Terza fase: Progettare insieme modalità operative creative per potenziare le risorse sia individuali che provenienti dalle famiglie e culture di appartenenza. Aiutare la coppia genitoriale ad ideare a casa  rituali familiari atti alla conoscenza della tradizioni di entrambe le famiglie, momenti di condivisione con le famiglie  di origine( es. realizzare videochiamate o andare a trovare i nonni a Cuba … preparare un pranzo con piatti provenienti dalle due culture, raccogliere detti familiari, ricette di cucina, musica; fare insieme al figlio un album fotografico familiare favorendo la narrazione di ricordi e tradizioni) ma anche con l’attuale società di appartenenza. La componente artistica, presente in tutte le professioni di aiuto e di cura, rende visibile la necessaria creatività e intuizione in ogni atto professionale, la capacità di essere innovativi, di cogliere la situazione problematica hic e nunc e individuarne la possibile soluzione in un’armonica sintesi fra creatività, osservazione e analisi della realtà, capacità di scegliere fra diverse opzioni, accompagnati da solida preparazione scientifica.
 Concludendo possiamo dire che in questo laboratorio abbiamo preso consapevolezza che la sfida delle coppie miste è realizzare una vera e propria "transizione culturale" che conduca i partner a prendersi cura anche delle radici culturali del loro legame -senza disconoscerle, anzi valorizzandole- ed integrandole in una originale identità condivisa di coppia. Inoltre abbiamo messo a fuoco che la genitorialità della coppia mista rimane un’esperienza nuova per le famiglie, perché quasi sempre è il primo esempio all’interno delle famiglie di appartenenza della coppia, ma anche all’interno dello stesso contesto sociale e di noi operatori. Il caso esaminato ci ha fatto riflettere sul fatto che il grado di integrazione dei figli di una coppia mista può dipendere anche dalla volontà dei genitori di far parte della nuova società, e dal grado di quest’ultima di accogliere l’altro. Gli effetti  di questo processo si riversano non solo nella relazione di coppia, ma anche in quella genitoriale, e nella costruzione dell’identità della famiglia che si basa sulle culture di appartenenza dei partner. Nel momento in cui emergono le loro caratteristiche, e ad esse si attribuisce pari valore, allora anche la terza cultura della famiglia potrà assumere contorni nuovi e di maggiore intensità.

Riferimenti bibliografici
Fenaroli P., Panari C., “Famiglie “miste” e identità culturali”, Carocci, 2007.
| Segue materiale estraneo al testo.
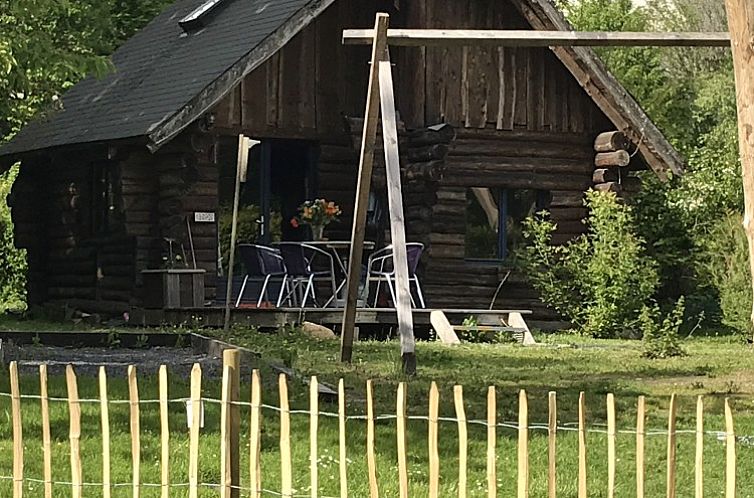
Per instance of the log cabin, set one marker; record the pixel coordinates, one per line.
(147, 154)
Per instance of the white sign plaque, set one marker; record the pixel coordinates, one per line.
(200, 217)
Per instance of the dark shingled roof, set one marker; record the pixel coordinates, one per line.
(157, 72)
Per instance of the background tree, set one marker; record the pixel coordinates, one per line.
(46, 46)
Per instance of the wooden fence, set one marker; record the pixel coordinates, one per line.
(230, 439)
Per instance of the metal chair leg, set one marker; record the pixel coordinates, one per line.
(377, 292)
(392, 290)
(419, 293)
(309, 288)
(283, 289)
(263, 292)
(243, 288)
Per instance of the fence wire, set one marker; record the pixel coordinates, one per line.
(568, 427)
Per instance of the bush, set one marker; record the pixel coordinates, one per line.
(13, 273)
(661, 339)
(600, 281)
(725, 264)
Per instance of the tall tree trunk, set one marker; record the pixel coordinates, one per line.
(741, 27)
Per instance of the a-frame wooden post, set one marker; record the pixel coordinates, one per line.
(241, 166)
(741, 27)
(366, 161)
(397, 225)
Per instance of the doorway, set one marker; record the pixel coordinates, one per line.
(281, 175)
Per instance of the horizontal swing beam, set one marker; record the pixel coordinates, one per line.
(535, 38)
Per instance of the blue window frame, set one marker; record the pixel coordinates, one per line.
(494, 219)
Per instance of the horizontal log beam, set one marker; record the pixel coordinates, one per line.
(536, 38)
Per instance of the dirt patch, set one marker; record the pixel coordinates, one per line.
(87, 360)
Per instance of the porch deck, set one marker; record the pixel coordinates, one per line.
(212, 316)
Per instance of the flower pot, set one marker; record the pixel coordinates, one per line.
(318, 232)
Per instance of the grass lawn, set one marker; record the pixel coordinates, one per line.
(715, 367)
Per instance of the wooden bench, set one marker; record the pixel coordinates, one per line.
(513, 323)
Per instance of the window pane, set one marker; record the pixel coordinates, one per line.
(482, 214)
(522, 203)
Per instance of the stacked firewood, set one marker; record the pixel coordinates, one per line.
(612, 162)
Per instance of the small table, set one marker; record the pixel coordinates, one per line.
(341, 250)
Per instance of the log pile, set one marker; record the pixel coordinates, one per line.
(612, 161)
(422, 168)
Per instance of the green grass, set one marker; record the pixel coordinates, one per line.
(715, 367)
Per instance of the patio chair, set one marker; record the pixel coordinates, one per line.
(305, 265)
(380, 269)
(261, 263)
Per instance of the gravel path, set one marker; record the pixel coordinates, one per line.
(87, 361)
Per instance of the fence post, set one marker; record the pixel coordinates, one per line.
(105, 423)
(491, 442)
(46, 440)
(401, 442)
(523, 445)
(313, 428)
(286, 473)
(730, 453)
(699, 460)
(582, 445)
(196, 413)
(552, 431)
(432, 432)
(342, 461)
(133, 396)
(231, 428)
(18, 440)
(164, 434)
(640, 409)
(255, 468)
(610, 445)
(671, 448)
(371, 459)
(74, 433)
(463, 442)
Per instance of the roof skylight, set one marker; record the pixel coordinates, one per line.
(199, 17)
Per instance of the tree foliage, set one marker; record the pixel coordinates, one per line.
(46, 46)
(600, 281)
(690, 94)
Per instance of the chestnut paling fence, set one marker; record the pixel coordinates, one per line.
(230, 439)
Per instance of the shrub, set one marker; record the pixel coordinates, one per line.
(660, 335)
(725, 264)
(601, 280)
(13, 273)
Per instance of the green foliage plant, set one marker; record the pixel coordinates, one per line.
(13, 274)
(660, 334)
(601, 280)
(724, 264)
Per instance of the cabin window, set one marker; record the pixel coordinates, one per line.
(494, 218)
(103, 198)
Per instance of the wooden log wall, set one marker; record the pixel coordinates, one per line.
(304, 90)
(558, 163)
(72, 258)
(478, 87)
(163, 191)
(30, 223)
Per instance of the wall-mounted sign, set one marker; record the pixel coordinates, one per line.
(200, 217)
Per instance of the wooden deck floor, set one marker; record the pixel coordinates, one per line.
(212, 316)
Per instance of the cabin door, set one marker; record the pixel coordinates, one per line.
(281, 175)
(286, 176)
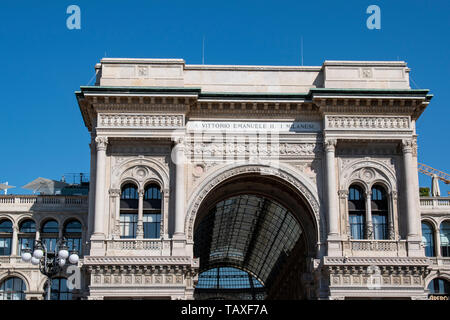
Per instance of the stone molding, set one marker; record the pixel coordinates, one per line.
(368, 122)
(165, 121)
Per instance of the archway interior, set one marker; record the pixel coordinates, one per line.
(244, 239)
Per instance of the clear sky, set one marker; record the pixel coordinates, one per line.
(43, 62)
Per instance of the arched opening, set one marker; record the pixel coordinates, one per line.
(428, 239)
(5, 237)
(12, 288)
(379, 207)
(129, 198)
(59, 290)
(50, 234)
(253, 233)
(152, 211)
(73, 234)
(356, 212)
(439, 287)
(445, 238)
(27, 235)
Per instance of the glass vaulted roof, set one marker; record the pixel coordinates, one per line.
(249, 232)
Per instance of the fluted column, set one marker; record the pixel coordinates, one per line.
(332, 207)
(140, 225)
(101, 143)
(91, 208)
(369, 222)
(412, 219)
(179, 160)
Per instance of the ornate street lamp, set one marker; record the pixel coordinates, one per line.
(50, 262)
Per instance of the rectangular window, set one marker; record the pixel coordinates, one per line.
(128, 224)
(50, 243)
(357, 226)
(5, 246)
(380, 231)
(26, 242)
(152, 225)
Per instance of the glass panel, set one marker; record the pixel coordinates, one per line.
(50, 227)
(445, 239)
(28, 226)
(6, 226)
(129, 191)
(26, 242)
(128, 225)
(428, 239)
(13, 289)
(380, 227)
(357, 222)
(5, 246)
(152, 225)
(73, 227)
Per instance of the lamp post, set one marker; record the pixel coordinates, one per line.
(50, 262)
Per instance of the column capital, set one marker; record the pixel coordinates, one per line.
(114, 192)
(102, 143)
(407, 145)
(330, 145)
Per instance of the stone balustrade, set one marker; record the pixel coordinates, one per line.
(45, 202)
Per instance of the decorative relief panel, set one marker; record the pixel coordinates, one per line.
(367, 123)
(106, 120)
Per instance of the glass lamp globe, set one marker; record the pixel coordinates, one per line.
(73, 258)
(26, 256)
(63, 254)
(38, 253)
(62, 262)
Fruggeri, L. (2005), Diverse Normalità. Psicologia sociale delle relazioni famigliari, Roma: Carocci. 2010.
Gozzoli, C. Regalia, C. (2005), Migrazioni e famiglie. Percorsi, legami e interventi psicosociali,  Bologna: il Mulino.
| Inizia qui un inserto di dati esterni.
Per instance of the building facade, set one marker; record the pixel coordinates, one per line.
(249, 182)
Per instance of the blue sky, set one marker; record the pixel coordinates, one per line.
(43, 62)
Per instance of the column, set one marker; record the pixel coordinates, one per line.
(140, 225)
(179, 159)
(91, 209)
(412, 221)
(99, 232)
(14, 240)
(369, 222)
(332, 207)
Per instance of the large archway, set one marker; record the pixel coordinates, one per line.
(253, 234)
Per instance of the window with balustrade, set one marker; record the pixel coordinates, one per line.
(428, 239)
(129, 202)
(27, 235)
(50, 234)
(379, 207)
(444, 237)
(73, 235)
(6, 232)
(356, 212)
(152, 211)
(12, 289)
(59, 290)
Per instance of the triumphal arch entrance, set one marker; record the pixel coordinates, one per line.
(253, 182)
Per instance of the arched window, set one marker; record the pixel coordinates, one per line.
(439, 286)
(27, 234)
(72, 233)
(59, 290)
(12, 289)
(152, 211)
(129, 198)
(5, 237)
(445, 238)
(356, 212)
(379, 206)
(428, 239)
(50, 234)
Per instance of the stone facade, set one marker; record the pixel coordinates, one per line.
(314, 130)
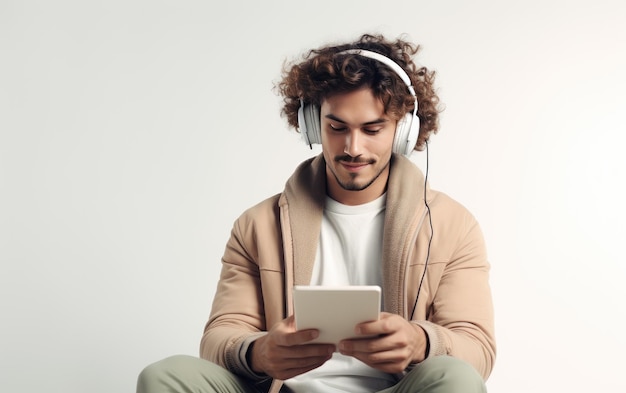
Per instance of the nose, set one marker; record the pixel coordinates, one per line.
(353, 144)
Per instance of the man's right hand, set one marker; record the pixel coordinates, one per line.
(284, 353)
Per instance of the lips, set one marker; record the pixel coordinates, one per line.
(353, 166)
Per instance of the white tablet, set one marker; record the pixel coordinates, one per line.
(335, 311)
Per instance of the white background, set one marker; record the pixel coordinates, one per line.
(133, 133)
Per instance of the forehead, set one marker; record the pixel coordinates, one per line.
(360, 103)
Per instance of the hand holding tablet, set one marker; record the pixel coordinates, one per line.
(335, 311)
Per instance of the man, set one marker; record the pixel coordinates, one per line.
(360, 213)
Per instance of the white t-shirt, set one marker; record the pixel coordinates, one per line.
(349, 253)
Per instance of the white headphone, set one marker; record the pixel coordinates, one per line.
(407, 129)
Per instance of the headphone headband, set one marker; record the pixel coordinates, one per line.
(407, 129)
(386, 61)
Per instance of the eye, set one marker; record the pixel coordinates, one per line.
(336, 127)
(372, 131)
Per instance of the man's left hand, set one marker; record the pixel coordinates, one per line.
(396, 343)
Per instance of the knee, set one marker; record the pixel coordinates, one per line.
(451, 375)
(154, 376)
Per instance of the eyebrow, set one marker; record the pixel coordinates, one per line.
(369, 123)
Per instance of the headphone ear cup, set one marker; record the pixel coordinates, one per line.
(407, 132)
(309, 124)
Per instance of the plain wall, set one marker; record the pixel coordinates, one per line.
(133, 133)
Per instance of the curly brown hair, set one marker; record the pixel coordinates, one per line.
(322, 73)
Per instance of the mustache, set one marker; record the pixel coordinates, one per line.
(354, 160)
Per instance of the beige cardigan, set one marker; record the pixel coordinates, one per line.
(273, 244)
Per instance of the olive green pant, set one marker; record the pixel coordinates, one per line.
(187, 374)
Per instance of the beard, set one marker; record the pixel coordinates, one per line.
(352, 184)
Monacelli, N. Mancini, T. (2005), “Appartenenze culturali e dinamiche famigliari”., in Fruggeri, L. Diverse Normalità. Psicologia sociale delle relazioni famigliari, Roma: Carocci.
Panari, C. Mancini, T. Fruggeri, L. (2010), “Le sfide delle famiglie interculturali: solo una questione di “appartenenze”? La prospettiva della cultura situata”, in Rivista di Studi Famigliari. Vol.2.
Peruzzi G., “Amori possibili. Le coppie miste nella provincia italiana”, Franco Angeli, 2008
Tognetti Bordogna, M. (2001), Legami familiari e immigrazione: i matrimoni misti, Torino: L’Harmattan Italia.